Apal is het Luikse verhaal van leerling-mechanicus Bruno Vidick en zijn leraar Edmond Pery (links op de foto bij de voorstelling van het boek). Beide koesteren dezelfde ambitie: een eigen auto bouwen. Maar ze zijn realistisch genoeg om te snappen dat staal hun rekening zal doen ontsporen.
Sportief debuut
Een ‘wondermiddel uit de Verenigde Staten’ brengt redding: polyester. Goedkoop, en makkelijk om mee te werken. In 1961 wordt in Luik de ‘Application Polyester Armé Liège’ opgericht, kortweg Apal. Al snel hebben ze hun eerste prototype klaar, de Coupé op basis van een VW-onderstel en Kever 1.200 cc motor.

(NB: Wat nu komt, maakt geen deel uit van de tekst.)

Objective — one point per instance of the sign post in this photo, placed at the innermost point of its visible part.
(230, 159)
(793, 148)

Leeg woog hij 650 kilogram. De Coupé haalde destijds 100 km/u in 14,8 seconden en een topsnelheid van 155 km/h. Ze zullen er 98 stuks van verkopen, geen slecht begin.
Buggy
Apal kan verder door in de racerij als eerste in Europa de Formula Vee aan te bieden, en later in de jaren ’70 de eerste buggy’s te vervaardigen. Ook hier staat VW-techniek centraal. Apal is lang trouw gebleven aan de luchtgekoelde VW-motor, tot in de replica’s van zijn Porsche Speedster die het begin jaren ’80 aanbood. Na de Apal Francorchamps, een complexe roadster op basis van de Mercedes 190 en de Sport One eindigde begin jaren ’90 het autotijdperk voor Apal.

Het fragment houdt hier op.